Sentencing Port to a whole-life order, Mr Justice Openshaw said: “I accept his intention was only to cause really serious harm rather than cause death but he must have known and foreseen there was a high risk of death, the more so after the death of Anthony Walgate, the first victim.”
He said: “The murders were committed as part of a persistent course of conduct of the defendant surreptitiously drugging these young men so that he could penetrate them while they were unconscious.
“A significant degree of planning went into obtaining the drugs in advance and in luring the victims to his flat. Having killed them by administering an overdose, he dragged them out into the street in one case, or took them to the churchyard in the other cases, and abandoned their bodies in a manner which robbed them of their dignity, and thereby greatly increased the distress of their loving families.”

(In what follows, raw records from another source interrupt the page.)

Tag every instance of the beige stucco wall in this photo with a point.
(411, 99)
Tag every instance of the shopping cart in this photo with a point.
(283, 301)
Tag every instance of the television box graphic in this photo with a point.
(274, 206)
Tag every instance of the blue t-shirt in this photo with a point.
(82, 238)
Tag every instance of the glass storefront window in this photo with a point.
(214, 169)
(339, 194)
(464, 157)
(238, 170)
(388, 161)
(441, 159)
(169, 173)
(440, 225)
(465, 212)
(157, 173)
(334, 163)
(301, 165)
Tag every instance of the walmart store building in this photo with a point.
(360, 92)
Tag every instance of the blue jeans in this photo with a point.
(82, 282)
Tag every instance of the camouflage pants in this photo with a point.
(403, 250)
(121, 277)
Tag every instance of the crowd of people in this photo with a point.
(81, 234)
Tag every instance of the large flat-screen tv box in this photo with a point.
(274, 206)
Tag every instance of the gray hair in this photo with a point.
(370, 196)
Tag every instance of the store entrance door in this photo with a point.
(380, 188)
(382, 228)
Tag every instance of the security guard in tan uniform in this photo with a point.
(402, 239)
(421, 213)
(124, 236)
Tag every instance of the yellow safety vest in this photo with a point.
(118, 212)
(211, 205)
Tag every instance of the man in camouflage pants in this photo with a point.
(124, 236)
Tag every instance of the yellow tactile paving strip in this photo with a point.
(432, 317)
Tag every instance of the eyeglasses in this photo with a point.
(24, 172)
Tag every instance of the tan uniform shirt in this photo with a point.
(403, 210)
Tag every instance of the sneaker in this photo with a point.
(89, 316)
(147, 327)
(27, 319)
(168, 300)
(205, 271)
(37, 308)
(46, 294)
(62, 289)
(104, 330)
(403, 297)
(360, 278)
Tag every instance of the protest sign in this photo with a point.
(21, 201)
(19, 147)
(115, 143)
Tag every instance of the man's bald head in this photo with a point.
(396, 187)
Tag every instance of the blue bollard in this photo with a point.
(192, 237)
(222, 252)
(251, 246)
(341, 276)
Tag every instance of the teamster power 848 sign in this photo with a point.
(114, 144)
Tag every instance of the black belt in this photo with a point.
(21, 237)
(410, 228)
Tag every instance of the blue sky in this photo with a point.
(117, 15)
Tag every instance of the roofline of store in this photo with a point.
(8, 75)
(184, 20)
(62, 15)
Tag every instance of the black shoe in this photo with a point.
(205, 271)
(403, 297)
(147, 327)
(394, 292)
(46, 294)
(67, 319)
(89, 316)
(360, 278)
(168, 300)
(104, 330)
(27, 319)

His whole-life order means he will die behind bars.
What has the Met said about the failings of officers?
Following an independent inquiry into the failure of officers to properly investigate or link key evidence, the Met issued a statement.
The inquest exposed how failings by the Metropolitan Police contributed to the deaths of three men.
Had the initial concerns of the junior borough officer assigned to Anthony’s death been taken seriously, there is reason to suggest the other three deaths could have been avoided.
There were subsequently a string of errors and lack of basic investigations, as well as officers signing off on work which had not been conducted, which led to further failings.
The inquest concluded in December 2021 and the Independent Office for Police Conduct (IOPC) is considering reopening investigation into Met Police handling of deaths of the four men.
Families of the dead men say the Met made false assumptions about their loved ones, with homophobia playing a role in the flawed decision-making.
Scotland Yard accepts failing the victims, but denies that prejudice was a factor.
Assistant Commissioner Helen Ball said: "I don’t think the Met is an institutionally homophobic organisation. I do think that we need to make a great deal of change to our investigative practices. We have done that - and people need to be reassured that we have done that."
Seventeen police officers involved in the original response into the four deaths were investigated by the police watchdog.
Although 17 officers were interviewed, 16 gave "no comment" interviews, submitting written statements instead.
None faced gross misconduct charges but nine officers "fell below the standard required".
The Independent Office for Police Conduct did not refer to any of the 17 officers investigated independently; seven of the officers have since been promoted.